Las faltas de un paciente siempre requieren de una lectura.
¿Pero qué pasa con las ausencias cuando la transferencia ya está establecida? Ya hay sujeto supuesto saber y de repente aparece la ausencia. A veces no se puede decir todo y luego de una sesión muy fuerte, muchas veces un paciente necesita continuar con otra cosa porque no tolera el análisis. Acá se puede armar una paradoja complicada, porque si un paciente viene a análisis es porque está alienado a esos significantes primordiales. El lugar del analista es trabajar para ahondar en esa función necesariamente fallida del padre, que no ha logrado separar suficientemente bien al niño de su madre y de sus discursos iniciales.
El analista, si no lee al análisis como una superficie de inscripción de la falta, puede quedar en el lugar de la madre, aún sin desearlo, si cada vez que el paciente falta está preocupado porque el paciente no vino ó qué le pasó. Lo lógico es que a la madre y al analista no le falta nada ni nadie, de manera que transferencialmente se puede dar esta paradoja. La obediencia ciega a la rigidez del encuadre puede provocar que el paciente se sienta incómodo porque el analista le pide muchas explicaciones (ej., si cambia el horario).
El analista debería poder transmitir que el paciente puede faltarle (porque el paciente falta a su análisis, no al analista) y que no pasa nada. Sino, estamos en una fijación imaginaria en el encuadre en el que nada puede cambiar. La vida no es así. Si el analista se ubica desde este lugar, está más ubicado desde el semblante y no del sujeto supuesto saber. El sujeto supuesto saber está en primer lugar si el sujeto tiene una transferencia con el analista, lo que determina que las intervenciones tengan efecto.

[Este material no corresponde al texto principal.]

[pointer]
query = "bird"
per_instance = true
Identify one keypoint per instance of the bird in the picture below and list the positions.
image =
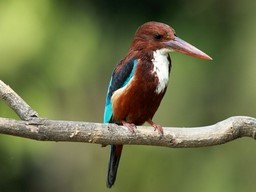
(139, 82)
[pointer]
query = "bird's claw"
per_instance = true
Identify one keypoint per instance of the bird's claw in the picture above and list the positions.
(159, 129)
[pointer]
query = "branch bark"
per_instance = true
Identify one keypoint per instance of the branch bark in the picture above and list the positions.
(33, 127)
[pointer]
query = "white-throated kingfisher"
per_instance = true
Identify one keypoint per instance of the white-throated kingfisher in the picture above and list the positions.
(140, 80)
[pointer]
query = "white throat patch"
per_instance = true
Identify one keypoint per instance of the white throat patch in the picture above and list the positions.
(161, 68)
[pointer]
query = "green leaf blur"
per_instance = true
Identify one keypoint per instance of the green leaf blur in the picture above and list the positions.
(59, 55)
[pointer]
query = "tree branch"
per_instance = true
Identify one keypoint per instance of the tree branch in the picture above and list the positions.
(33, 127)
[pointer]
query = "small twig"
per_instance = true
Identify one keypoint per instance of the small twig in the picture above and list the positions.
(33, 127)
(13, 100)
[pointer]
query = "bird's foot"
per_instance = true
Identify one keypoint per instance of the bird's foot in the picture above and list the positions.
(157, 127)
(130, 126)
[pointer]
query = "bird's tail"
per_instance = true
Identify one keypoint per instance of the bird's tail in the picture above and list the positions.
(115, 155)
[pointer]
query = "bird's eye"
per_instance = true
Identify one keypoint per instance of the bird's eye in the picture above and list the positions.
(158, 36)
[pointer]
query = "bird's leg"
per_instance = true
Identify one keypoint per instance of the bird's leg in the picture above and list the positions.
(156, 126)
(130, 126)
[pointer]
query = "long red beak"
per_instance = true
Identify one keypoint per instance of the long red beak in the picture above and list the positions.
(182, 46)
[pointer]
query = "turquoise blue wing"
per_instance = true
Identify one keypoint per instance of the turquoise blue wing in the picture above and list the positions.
(118, 80)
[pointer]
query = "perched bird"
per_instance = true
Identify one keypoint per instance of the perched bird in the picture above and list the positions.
(140, 80)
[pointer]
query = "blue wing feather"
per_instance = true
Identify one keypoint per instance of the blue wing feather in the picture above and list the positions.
(118, 80)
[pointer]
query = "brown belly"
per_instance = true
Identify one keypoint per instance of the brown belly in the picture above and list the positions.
(136, 104)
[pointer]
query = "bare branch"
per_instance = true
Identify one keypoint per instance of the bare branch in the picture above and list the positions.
(36, 128)
(21, 108)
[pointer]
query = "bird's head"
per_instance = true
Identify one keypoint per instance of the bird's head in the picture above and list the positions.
(159, 36)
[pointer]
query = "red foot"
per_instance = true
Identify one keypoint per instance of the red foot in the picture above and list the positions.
(130, 126)
(156, 126)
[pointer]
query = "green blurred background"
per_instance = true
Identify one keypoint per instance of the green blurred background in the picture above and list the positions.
(59, 55)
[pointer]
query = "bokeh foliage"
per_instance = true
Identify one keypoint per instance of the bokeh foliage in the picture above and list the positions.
(59, 55)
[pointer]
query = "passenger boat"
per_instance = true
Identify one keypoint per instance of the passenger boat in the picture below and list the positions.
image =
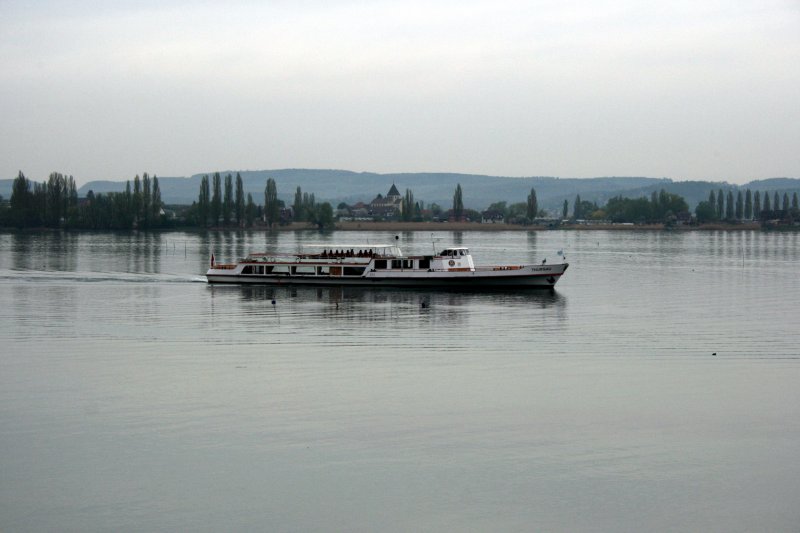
(383, 265)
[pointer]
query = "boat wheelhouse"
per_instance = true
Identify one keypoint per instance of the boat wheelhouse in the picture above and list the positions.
(382, 265)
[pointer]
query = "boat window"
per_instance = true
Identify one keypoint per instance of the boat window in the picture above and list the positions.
(353, 271)
(304, 270)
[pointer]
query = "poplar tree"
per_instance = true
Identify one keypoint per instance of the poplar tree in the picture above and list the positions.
(156, 202)
(712, 200)
(271, 207)
(297, 206)
(408, 206)
(532, 208)
(748, 205)
(249, 211)
(757, 205)
(216, 200)
(146, 199)
(739, 205)
(137, 199)
(729, 206)
(227, 202)
(458, 203)
(239, 201)
(203, 202)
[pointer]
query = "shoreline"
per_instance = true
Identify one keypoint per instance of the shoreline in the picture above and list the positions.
(436, 226)
(476, 226)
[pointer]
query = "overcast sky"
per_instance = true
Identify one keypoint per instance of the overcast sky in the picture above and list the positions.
(682, 89)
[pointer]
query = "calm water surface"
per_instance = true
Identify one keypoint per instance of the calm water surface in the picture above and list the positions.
(135, 397)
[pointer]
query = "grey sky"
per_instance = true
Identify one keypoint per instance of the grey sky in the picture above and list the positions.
(682, 89)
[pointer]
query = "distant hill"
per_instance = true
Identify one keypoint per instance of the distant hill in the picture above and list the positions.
(338, 186)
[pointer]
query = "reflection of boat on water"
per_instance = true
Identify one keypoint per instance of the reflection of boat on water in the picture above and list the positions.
(383, 266)
(423, 298)
(367, 305)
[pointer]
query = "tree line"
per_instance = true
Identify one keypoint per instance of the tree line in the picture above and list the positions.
(747, 206)
(55, 204)
(222, 203)
(218, 206)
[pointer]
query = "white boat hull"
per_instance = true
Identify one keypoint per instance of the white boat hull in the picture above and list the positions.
(524, 276)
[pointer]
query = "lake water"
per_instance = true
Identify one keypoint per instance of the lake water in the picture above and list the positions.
(135, 397)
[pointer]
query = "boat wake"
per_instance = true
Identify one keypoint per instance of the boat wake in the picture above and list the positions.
(55, 276)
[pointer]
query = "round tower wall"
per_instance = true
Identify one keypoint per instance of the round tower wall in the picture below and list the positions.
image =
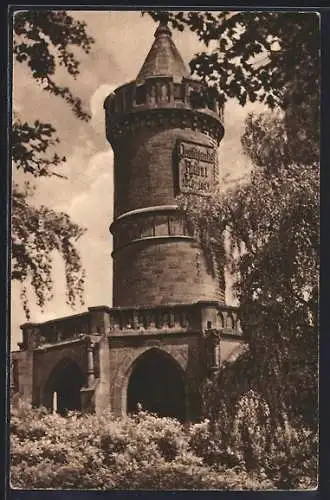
(163, 271)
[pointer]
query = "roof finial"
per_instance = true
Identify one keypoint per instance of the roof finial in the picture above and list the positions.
(163, 28)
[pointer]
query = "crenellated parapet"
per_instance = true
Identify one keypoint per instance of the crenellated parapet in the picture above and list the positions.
(120, 321)
(162, 102)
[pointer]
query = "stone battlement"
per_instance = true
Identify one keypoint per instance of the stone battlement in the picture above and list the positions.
(120, 321)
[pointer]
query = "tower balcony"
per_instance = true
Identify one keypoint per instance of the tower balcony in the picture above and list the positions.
(163, 93)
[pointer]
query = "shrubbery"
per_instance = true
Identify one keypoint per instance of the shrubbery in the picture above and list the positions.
(144, 452)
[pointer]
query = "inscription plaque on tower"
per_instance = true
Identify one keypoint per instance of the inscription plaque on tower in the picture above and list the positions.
(196, 167)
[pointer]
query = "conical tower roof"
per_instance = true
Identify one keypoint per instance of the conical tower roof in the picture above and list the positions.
(163, 58)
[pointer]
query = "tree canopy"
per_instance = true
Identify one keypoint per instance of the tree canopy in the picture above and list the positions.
(44, 41)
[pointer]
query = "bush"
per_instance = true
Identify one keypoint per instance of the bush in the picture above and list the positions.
(143, 452)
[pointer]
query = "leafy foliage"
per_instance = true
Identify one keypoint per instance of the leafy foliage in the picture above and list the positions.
(254, 55)
(44, 40)
(272, 224)
(36, 234)
(146, 452)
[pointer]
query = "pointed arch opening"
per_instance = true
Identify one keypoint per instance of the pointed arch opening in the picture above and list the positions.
(157, 384)
(62, 390)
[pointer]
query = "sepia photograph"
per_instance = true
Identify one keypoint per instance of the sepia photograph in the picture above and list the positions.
(164, 250)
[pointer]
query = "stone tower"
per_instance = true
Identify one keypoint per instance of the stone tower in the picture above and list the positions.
(169, 328)
(164, 135)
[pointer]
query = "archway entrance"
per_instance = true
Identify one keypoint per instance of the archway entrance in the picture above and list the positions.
(156, 382)
(62, 391)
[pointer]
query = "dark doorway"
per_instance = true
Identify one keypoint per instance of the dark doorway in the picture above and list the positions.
(63, 387)
(157, 384)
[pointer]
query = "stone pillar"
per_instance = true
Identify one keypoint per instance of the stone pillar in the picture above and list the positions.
(90, 363)
(213, 345)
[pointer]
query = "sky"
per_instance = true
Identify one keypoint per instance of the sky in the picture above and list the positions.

Cobrar las ausencias fue por mucho tiempo una regla instaurada en psicoanálisis. La adhesión rígida al encuadre puede tener efectos complicados y contradictorios respecto al trabajo que queremos hacer. Tenemos que pensar, sobre todo al querer cobrar una ausencia, ¿Hay que sancionar, en este caso singular, una ausencia? ¿Qué sentido tiene, según la historia del paciente? Si el cobro de honorarios se toma como una obligatoriedad, es como que al analista nada le puede faltar, en los términos imaginarios que antes veíamos.
Al hablar de las faltas, tenemos que leer si no se trata de algo en relación al goce del paciente, no del encuadre ni con el analista. A veces los pacientes faltan cuando se están acercando a algo que le es muy fuerte, como Freud lo estableció al hablar de las resistencias. ¿Por qué siente que tiene que ausentarse y que no hay espacio en el lugar transferencial para otros lugares más relacionados con la pulsión de vida?